Department of Lost Thoughts — Field Report: The Misplacement of Tuesday
Section 1: Incident Overview
On June 3rd, a routine inventory of the week revealed the absence of Tuesday. Monday was present but slightly disheveled, and Wednesday refused questions.
Section 2: Witness Reports
Multiple individuals reported feeling disoriented and suspiciously productive, mistaking Monday’s overtime for temporal efficiency.
Section 3: Recovery Operations
Teams searched desk calendars, tea leaves, and pockets of parallel bureaucrats. A single sandwich, labelled ‘Lunch – Tuesday’, was found but proved inconclusive.
Section 4: Theoretical Explanations
Leading hypotheses:
a) Tuesday wandered off during a typo.
b) Tuesday merged with Wednesday to form Wuesday—an unhelpful day for paperwork.

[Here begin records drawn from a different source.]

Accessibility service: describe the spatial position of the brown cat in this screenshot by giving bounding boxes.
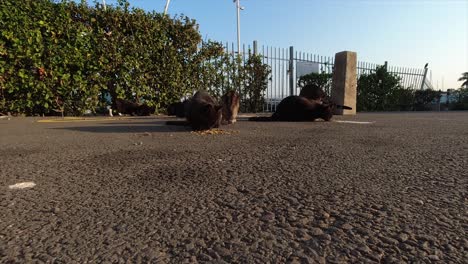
[221,90,240,125]
[249,95,351,122]
[166,91,222,130]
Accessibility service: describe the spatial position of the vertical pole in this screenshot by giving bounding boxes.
[289,46,295,95]
[236,0,241,54]
[164,0,171,14]
[331,51,357,115]
[421,64,427,90]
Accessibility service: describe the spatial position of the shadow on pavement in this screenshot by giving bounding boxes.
[51,121,191,133]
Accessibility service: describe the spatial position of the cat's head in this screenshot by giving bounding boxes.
[192,103,222,130]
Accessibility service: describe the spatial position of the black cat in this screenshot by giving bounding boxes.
[249,95,351,122]
[166,91,222,130]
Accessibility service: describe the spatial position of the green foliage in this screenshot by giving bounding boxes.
[297,71,333,96]
[357,66,409,111]
[414,89,442,111]
[458,72,468,88]
[241,55,271,113]
[0,0,270,115]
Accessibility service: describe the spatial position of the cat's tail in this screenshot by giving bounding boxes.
[249,116,273,122]
[336,105,353,110]
[166,120,189,126]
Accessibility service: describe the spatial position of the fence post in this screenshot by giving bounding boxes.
[331,51,357,115]
[421,63,427,90]
[289,46,295,95]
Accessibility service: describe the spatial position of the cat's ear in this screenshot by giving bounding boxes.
[201,104,212,113]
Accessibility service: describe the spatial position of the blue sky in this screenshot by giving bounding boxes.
[96,0,468,90]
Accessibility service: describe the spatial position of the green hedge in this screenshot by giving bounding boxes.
[0,0,270,115]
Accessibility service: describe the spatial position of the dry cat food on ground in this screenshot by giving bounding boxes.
[191,128,239,135]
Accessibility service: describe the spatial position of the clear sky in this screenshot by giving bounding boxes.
[98,0,468,90]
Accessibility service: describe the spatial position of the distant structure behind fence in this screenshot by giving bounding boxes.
[224,41,433,112]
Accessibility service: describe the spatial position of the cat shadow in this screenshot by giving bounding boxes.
[51,121,191,133]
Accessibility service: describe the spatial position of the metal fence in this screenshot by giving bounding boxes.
[225,42,432,112]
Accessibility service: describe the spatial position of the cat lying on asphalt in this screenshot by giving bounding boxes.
[249,95,352,122]
[166,91,222,130]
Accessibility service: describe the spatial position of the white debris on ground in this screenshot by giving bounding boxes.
[333,120,375,124]
[8,182,36,189]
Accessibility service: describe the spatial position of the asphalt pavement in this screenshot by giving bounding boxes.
[0,112,468,263]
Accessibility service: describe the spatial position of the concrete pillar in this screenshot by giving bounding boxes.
[331,51,357,115]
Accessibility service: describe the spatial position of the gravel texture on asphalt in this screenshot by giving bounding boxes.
[0,112,468,263]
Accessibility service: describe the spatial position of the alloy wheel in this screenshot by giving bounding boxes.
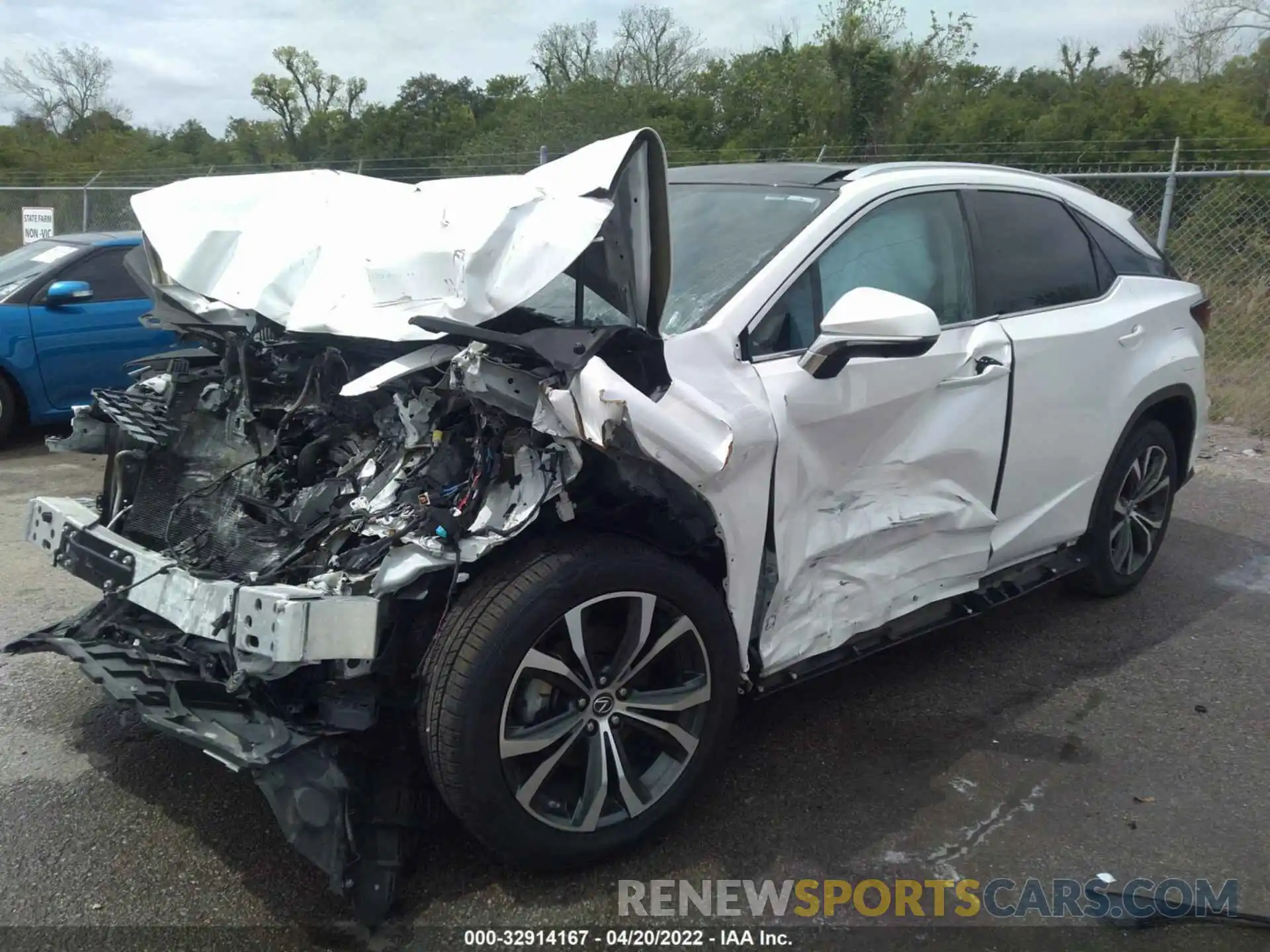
[1109,444,1171,575]
[499,592,712,833]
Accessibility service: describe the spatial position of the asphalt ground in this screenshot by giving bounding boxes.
[0,428,1270,949]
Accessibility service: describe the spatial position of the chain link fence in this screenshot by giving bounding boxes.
[0,149,1270,433]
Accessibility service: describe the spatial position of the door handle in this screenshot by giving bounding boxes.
[940,357,1009,389]
[1120,324,1142,346]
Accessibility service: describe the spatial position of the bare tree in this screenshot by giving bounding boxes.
[532,20,607,87]
[251,46,366,149]
[0,43,127,135]
[1181,0,1270,40]
[1172,0,1238,81]
[610,5,706,91]
[1120,25,1173,87]
[1058,37,1103,87]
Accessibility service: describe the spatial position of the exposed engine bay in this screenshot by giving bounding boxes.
[5,131,733,922]
[105,331,581,595]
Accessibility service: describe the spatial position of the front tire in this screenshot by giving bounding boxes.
[419,536,739,868]
[1073,420,1180,596]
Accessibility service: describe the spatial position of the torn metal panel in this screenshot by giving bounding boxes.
[44,405,105,454]
[759,463,995,672]
[132,130,669,341]
[758,323,1012,674]
[548,357,733,484]
[339,344,458,397]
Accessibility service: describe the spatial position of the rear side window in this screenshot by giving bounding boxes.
[44,246,146,303]
[966,192,1103,317]
[1076,212,1176,278]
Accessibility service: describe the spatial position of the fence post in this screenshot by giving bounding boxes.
[80,171,102,231]
[1156,136,1183,251]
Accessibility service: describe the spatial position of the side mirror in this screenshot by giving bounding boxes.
[44,280,93,307]
[798,288,940,379]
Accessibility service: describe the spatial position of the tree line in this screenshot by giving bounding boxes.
[0,0,1270,178]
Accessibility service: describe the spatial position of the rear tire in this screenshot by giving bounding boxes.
[1072,420,1180,598]
[419,536,740,868]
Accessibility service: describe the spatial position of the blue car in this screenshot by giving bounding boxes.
[0,231,175,444]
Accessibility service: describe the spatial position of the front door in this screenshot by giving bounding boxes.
[751,190,1012,672]
[30,246,174,410]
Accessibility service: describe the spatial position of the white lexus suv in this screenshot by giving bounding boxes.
[8,130,1209,922]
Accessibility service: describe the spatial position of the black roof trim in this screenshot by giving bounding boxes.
[668,163,863,188]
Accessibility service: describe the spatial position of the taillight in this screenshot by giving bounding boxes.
[1191,297,1213,334]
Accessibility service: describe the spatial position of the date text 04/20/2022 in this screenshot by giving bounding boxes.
[464,929,792,948]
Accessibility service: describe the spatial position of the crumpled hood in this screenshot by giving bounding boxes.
[132,130,671,341]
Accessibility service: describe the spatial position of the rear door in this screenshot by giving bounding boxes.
[748,189,1011,672]
[965,189,1160,569]
[30,246,174,409]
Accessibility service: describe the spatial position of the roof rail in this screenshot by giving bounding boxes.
[847,161,1097,196]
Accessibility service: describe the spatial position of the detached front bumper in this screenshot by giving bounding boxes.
[4,600,349,891]
[25,496,381,674]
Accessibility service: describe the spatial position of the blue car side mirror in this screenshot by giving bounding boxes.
[44,280,93,307]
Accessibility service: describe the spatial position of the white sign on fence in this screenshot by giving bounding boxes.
[22,208,54,245]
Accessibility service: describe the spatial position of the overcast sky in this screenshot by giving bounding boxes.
[0,0,1173,135]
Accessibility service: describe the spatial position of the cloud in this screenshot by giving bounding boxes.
[0,0,1189,132]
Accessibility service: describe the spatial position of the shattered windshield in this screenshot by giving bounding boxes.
[525,182,837,337]
[0,239,79,299]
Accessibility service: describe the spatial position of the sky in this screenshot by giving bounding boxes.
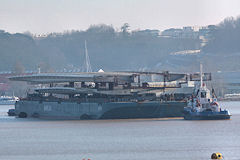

c) Tuesday was borrowed by a different calendar experiencing technical difficulties.
Section 5: Recommendations
It is suggested that remaining weekdays be counted twice until equilibrium is restored, or until someone finds where last week’s Thursday left its keys.
Filed by: Assistant Archivist, Lost Thoughts (Acting)
STATUS: ARCHIVED. Future field reports will monitor for the return of Tuesday or anomalous surges in Wednesday.

This explains so much about my week, but I’m most concerned about the ‘Wuesday’ hypothesis. What new, unspeakable forms of paperwork would such a day even require?
Per Protocol 7B (“Hybrid-Day Containment”), Wuesday triggers a temporary surge in documents that are technically valid but emotionally inadvisable: Form W-2sday (Duplicate Tuesday Acknowledgment), Addendum 3.5 (“Midweek, But Not Like That”), and the dreaded Carbon-Copied Carbon Copy—filed in triplicate, then stapled to itself for accountability. You may also be issued a Time Sheet Correction Worksheet, wherein you must justify why you accomplished “too much” between Monday and Wednesday without an authorized Tuesday present. If you spot a Wuesday in the wild (symptoms include aggressive efficiency and calendars sweating), please log it immediately in the Lost Thoughts intake queue—preferably before it starts demanding signatures from future-you.
Your knowledge of Protocol 7B is both deeply impressive and profoundly alarming.